This past weekend, the 47th edition of the Super Bowl was watched by nearly 110 million people in the United States. Advertisers shelled out an average of $3.8 million for a 30-second television spot. What many people often forget is that the reach of the Super Bowl does not stop with television ads or the halftime show. The Retail Advertising and Marketing Association (RAMA), published the results of its annual Super Bowl consumer intentions survey. Looking at the numbers, it becomes clear just how big an economic event the Super Bowl is. Americans were expected to spend an average of $68.54 on Super Bowl related merchandise. Some 74% of Americans intended to buy food and beverages for the Super Bowl. Incredibly, RAMA estimated that there would be 3.9 million Super Bowl-associated furniture purchases and 7.5 million television purchases. Some 9.2 million Americans planned to watch the Super Bowl in a restaurant or a bar. Total Super Bowl related spending was expected to be $12.279 billion. Clearly, the economic impact of the Super Bowl is enormous and wide-reaching.

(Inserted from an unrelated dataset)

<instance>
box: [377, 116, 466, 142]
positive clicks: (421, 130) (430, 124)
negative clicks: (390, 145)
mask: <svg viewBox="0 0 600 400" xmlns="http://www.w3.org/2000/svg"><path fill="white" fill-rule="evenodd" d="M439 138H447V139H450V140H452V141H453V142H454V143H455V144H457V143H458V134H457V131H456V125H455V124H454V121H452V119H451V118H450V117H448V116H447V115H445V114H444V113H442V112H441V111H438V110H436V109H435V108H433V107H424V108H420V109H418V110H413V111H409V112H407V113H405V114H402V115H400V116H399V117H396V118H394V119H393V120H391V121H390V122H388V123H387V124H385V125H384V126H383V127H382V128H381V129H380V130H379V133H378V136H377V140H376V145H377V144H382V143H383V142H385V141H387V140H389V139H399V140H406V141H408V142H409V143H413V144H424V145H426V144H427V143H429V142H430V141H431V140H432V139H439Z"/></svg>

There was one particularly interesting question about what the most important part of the Super Bowl was. Only 45.3% of respondents cited the actual game as most important, with 26.2% citing the commercials as most important, 18.8% seeing the Bowl as a chance to get together with friends, and 9.6% tuning in mainly for the half time show. It should be clear that for the majority of Americans who have a passing interest in football, or whose teams are out of contention, the Super Bowl represents more of a social event than an actual athletic contest. While the Olympics had its fair share of glamorous advertising, the idea of competition among nations seemed to trump the commercial aspect. By comparison, the London games led to a total of £100 million in Olympic apparel sales, roughly $160 million. The seven week games are expected to bring in £5.1 billion in economic stimulus over the next three years. It’s true that the United Kingdom is a smaller nation than the United States. At 60 million-odd people, it has roughly a fifth of America’s population. Yet, when you consider that the relatively short duration of the Super Bowl, and the international nature of the Olympics, it is evident that the Super Bowl is king in terms of economic impact.
All these facts, figures, and comparisons are different ways of arriving at one conclusion: the Super Bowl is a consumer event, a spending bonanza, and increasingly less focused on the actual sport of football.
On the surface, the Super Bowl is all about differences. It’s about competition. Our team versus theirs on the field, this brand versus another during ads. We each have teams we identify with, and brands that we are loyal to. For some reason, these symbols and signals are special. Rarely do we ask why. What makes our team better than another? Is it geographic attachment? Do our teams represent an integral part of the community?
In Europe, soccer teams are a part of the community’s fabric. In England, clubs like Manchester United and Liverpool saw their fortunes rise as their home cities developed during the industrial revolution. Soccer became an outlet for the working class to let loose, and clubs soon became inextricably linked to cities. Youth academies would draw in local youth, and develop the talent. In Spain, soccer clubs fill a similar role. Barcelona is more than just a club. It represents Catalonian pride, and nearly the entire team is homegrown, the products of years of training and development within Barcelona’s youth academies.
In the United States, I find it hard to see football teams fulfilling the same role. The NFL was founded in 1920, with the first Super Bowl not taking place until 1967. By that time, westward expansion was long over, and the cities that hosted football teams were already well-developed. Teams did not grow organically with their cities, but were rather hoisted upon large cities and media markets. There is no long historical basis for a deep emotional attachment between fans, teams, and players. Looking at any of the rosters of professional teams, nearly all of the players were not homegrown. Part of it is the nature of the sport; there are no football youth academies. Players head for whatever team can pay them the most.
These trends serve to validate Baudrillard’s thesis of an artificially differentiated society. Commentators and team apparel serve to divide us into different camps. We feel intense emotional attachment to the successes and failures of our team. Yet in the end, every team is a commercial enterprise, interested in making money for the team owners. Imagine if next year every team featured a different roster of players wearing the jersey. Is it still the same team?
The Super Bowl is a demonstration of the power of differentiation. As much as Coke and Pepsi would like us to think that their products are different, in reality most people wouldn’t notice the difference if you substituted one product for another. Indeed, Warren Buffett, major shareholder of the Coca Cola Company and self-proclaimed Cherry Coke addict, couldn’t tell Dr. Pepper from his beloved Coke.
Corporate entities have gotten so good at eliciting emotion from us that we are blinded to the fact that the NFL is made up of 32 teams who have much more in common than not. Their success in doing so has led to the creation of the spectacle that is professional sports, and drawn us to watch events like the Super Bowl year after year.